Il convient pourtant d’appuyer plus encore ce constat déjà salutairement désenchanté. En effet, la lecture ritualiste que propose Michel Agier des manifestations, alors que semblent s’y exprimer, à nouveau depuis plus de dix ans, des formes festives anciennes, tend à surestimer l’unité de ses participants, l’aisance avec laquelle se perdraient leurs signes d’identification, bref les effets fédérateurs d’une effervescence sociale supposée. Les manifestations de rue, les hors lieux du nouveau ban, ne sont en réalité jamais exempts des divisions, des hiérarchies et des calculs qui traversent le reste de la société. Avec les communautés de l’instant, on n’est donc peut-être pas aussi près que l’espère l’anthropologue de la communitas évoquée par Victor Turner, des formations sociales liminaires dont l’espace et le temps étaient garantis dans les sociétés plus anciennes et dont les valeurs tout entières résistaient et s’opposaient à ces sociétés, jusqu’à parfois en inverser le signe, comme dans le carnaval. Le retour de la fête et du charivari dans le répertoire de la révolte n’est pas sans rappeler l’engouement pour le revival des genres ou des époques au sein des industries culturelles contemporaines. Comme le postmodernisme culturel, l’anachronisme politique, qui fait revivre des modalités de l’action politique disparues au seuil de l’âge moderne de la contestation – au milieu du XIXè siècle, malgré ce dernier soubresaut de « fête révolutionnaire » que fut peut-être la Commune à Paris – ressemble à s’y méprendre à une parodie. Une parodie de parodie, en somme.

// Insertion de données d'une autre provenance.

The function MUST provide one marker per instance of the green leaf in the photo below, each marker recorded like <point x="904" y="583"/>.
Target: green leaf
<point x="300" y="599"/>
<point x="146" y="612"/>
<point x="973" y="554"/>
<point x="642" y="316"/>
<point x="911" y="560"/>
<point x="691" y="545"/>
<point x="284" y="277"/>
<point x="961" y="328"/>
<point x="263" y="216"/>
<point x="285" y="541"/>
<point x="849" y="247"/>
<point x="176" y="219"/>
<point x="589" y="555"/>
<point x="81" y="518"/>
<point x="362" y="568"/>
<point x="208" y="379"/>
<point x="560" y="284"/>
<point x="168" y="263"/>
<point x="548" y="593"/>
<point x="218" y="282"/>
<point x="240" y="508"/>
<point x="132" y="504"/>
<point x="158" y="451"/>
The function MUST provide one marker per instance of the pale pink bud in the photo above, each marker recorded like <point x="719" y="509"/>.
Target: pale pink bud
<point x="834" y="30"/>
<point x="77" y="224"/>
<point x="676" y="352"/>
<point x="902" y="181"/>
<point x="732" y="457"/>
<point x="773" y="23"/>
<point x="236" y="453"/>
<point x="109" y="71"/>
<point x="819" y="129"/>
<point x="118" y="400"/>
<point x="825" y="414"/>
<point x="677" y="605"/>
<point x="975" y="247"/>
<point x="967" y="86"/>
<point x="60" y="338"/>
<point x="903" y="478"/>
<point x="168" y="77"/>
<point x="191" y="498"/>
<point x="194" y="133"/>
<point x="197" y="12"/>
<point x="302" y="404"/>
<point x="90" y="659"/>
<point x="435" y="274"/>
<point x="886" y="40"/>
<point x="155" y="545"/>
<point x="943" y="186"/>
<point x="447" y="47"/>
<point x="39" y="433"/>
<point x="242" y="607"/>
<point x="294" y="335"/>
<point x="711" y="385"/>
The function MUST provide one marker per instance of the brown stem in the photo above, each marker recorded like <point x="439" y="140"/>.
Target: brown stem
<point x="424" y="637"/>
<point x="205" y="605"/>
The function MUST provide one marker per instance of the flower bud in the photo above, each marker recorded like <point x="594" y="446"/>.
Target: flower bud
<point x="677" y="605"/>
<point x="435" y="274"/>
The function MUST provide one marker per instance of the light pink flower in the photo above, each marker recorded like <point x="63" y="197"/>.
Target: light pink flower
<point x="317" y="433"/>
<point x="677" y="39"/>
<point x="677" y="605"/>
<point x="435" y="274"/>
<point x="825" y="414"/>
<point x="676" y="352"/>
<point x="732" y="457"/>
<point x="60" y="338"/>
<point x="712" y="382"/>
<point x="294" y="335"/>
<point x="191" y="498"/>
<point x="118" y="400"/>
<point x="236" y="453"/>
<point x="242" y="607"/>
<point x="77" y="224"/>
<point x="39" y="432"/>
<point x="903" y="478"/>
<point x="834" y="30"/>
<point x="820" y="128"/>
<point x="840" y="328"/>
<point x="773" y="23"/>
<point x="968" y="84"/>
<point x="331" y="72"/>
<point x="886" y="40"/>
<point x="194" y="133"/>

Il reste cependant cette hypothèse que la politique, la lutte contre la séparation dans la métropole, est désormais affaire d’instants et, corollairement, que nulle enclave de durée, d’identités closes ou cristallisées, ne peut suffire à valoir de politique. Une politique de construction des conditions de la politique pourrait donc consister à inventer des moyens de densifier les instants ou bien de nouer des instants séparés et hétérogènes (de manière « non linéaire », comme le note Agier), plutôt qu’à penser l’harmonie des vitesses de la ville ou, dans le lexique de gouvernement contemporain, la mixité sociale de ses populations. Ce dernier remède serait, au contraire, la plus illusoire et la moins sûre des dés-assignations identitaires, la fausse égalisation des espaces garantissant la fin de la politique, sa dissolution complète dans le milieu urbain.